The Giallo is the oddest of beasts – formulaic with a wildly eccentric code at the same time. Ostensibly murder mysteries with penchants for violence and sex, they also played host to some of the most visually inventive names from Italian cinema. The last thing in the world that would require a reactionary opposite, you would think. Enter the Bloodstained Butterfly newly issued by Arrow Video from A Fist full of Dollars co-writer, and director of all the Italian staples: Poliziotteschi, Spaghetti Westerns and Giallo – Duccio Tessari.
The Bloodstained Butterfly (aka Secret of the Black Rose) features Helmut Berger, Giancarlo Sbragia, Ida Galli and Carol Andre in a film that eschews its genres fascinations with the macabre instead building upon a more real framework. Over the closing credits, Tessari thanks the crime scene investigation team that they collaborated with. This is a world away from the likes of Bava, Argento, Martino and Fulci, The Bloodstained Butterfly shares tone with Francesco Rosi’s historical crime drama Salvatore Giuliano for its attention to detail and its adoption of the courts. Sex features without violence getting involved until absolutely necessary. The same is consistent with the murders; no mutilations, no severed limbs, no psychological torture, Tessari and co-writer Gianfranco Clerici are keeping well within the realms of plausibility.
Despite the revolt against genre norms, The Bloodstained Butterfly is a modest film in which a girl is murdered in a local park – as depicted in the stunning box art by Arrow regular Matthew Griffin. A former television football pundit (Sbragia), who was spotted rushing from the scene, is tried and convicted for the crime but still the killings continue. Murder mystery red herrings are cast by Sbragia’s mistress and the suspicious behaviour of his solicitor, Günther Stoll, provide all the necessary mystery.
Far from the violence of generic norm, the murders are repeated as a means to present information to a jury. Where genre stalwarts relish the explosive geysers of blood and gore, these murders are over before they begin. In many ways, Tessari’s film outright evades association with the Giallo as evidenced by one murder being omitted in its entirety. This may well be true when acknowledging the violence and ideology but through other means its subscription is paid off in full. Superficial as it may be, the overly descriptive title is present and correct, more important; however, is the commanding camera work.

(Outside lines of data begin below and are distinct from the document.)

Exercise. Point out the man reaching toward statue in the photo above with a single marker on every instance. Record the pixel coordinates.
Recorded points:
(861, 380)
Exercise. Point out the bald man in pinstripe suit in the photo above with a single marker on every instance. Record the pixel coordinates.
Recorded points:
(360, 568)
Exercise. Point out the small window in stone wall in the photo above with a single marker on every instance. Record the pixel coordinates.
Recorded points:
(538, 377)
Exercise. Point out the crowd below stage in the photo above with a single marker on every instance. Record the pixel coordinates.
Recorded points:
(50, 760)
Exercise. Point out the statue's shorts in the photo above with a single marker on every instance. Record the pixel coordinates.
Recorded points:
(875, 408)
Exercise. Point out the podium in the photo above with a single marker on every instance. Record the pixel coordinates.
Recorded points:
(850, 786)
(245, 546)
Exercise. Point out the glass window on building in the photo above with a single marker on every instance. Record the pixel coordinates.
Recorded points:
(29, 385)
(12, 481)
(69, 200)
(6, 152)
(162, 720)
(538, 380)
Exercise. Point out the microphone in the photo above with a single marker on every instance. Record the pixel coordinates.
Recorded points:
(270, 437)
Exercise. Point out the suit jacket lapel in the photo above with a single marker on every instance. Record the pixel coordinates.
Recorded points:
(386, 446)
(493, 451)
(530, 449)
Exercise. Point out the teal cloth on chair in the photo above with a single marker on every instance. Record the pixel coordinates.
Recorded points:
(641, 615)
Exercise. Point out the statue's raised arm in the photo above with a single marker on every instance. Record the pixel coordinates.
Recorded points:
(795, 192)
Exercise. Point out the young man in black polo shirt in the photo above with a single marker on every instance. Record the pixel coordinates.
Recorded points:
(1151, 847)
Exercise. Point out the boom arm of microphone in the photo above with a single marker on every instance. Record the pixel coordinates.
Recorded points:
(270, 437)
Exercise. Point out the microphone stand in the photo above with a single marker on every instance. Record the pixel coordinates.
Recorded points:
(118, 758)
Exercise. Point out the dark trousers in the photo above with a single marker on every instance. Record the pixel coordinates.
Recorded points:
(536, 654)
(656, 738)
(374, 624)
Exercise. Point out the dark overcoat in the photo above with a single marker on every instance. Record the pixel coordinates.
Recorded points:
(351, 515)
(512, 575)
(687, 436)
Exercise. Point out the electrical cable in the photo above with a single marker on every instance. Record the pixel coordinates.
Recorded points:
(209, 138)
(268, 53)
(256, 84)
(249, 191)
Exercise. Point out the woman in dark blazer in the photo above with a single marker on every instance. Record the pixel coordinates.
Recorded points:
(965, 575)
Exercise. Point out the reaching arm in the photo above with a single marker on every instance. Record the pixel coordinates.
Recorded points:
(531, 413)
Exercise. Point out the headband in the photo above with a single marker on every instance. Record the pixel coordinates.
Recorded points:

As the film gallops towards its climax and the two hidden antagonists finally reveal themselves, cinematographer Carlo Carlini (Death Rides a Horse) puts all of his high profile cards on the table. These two aggressors sit atop a tower of unconventional spirals and shards; the way Carlini’s camera darts and twists from feature to feature reminds that the Giallo is the definitive cinematographer’s playground. Of less showy stock are the sex scenes that have been framed to sow the seeds of distrust, much subtler, for sure, but narrative tied into the storytelling devices shows intelligence beyond mere spectacle. Twin those with the beautiful historic cities of Bergamo and Milan and you have a handsome film. Gianni Ferrio’s score provides luscious accompaniment, darting around the Jazz playground from 1970s lounge to a broodier concoction that would’ve needed little alteration to have featured on Mike Patton’s dizzying Fantômas Director Cut LP.
Contrariness makes the Bloodstained Butterfly what it is whilst simultaneously being its cross to bear. Police were presented with a language analogous to action cinema in the 1970s; in its day, Tessari’s film was a true oddity. Unfortunately time has been harsh, the rise and rise of the police procedural has resulted in the unique shine losing its lustre and distinctiveness. Editing is cut from the same cloth, with a prototypical roughness born jumping from dramatically intense moments to investigative recreations and back again. These cutaways are confined to the initial 45 minutes; nonetheless they are very effective at disturbing Tessari’s measured rhythm.
The commentary with the near household names [in the horror community] in critics Alan Jones and Kim Newman is every bit the treatment Duccio Tessari’s Bloodstained Butterfly merits. While Arrow and, to a lesser extent, 88 Films, have been making a concerted and admirable effort to cast light on this most marginal of sub-genres, this latest entrant may be commendably different but in commanding such a position it becomes hard to recommend to anyone outside the Hardcore.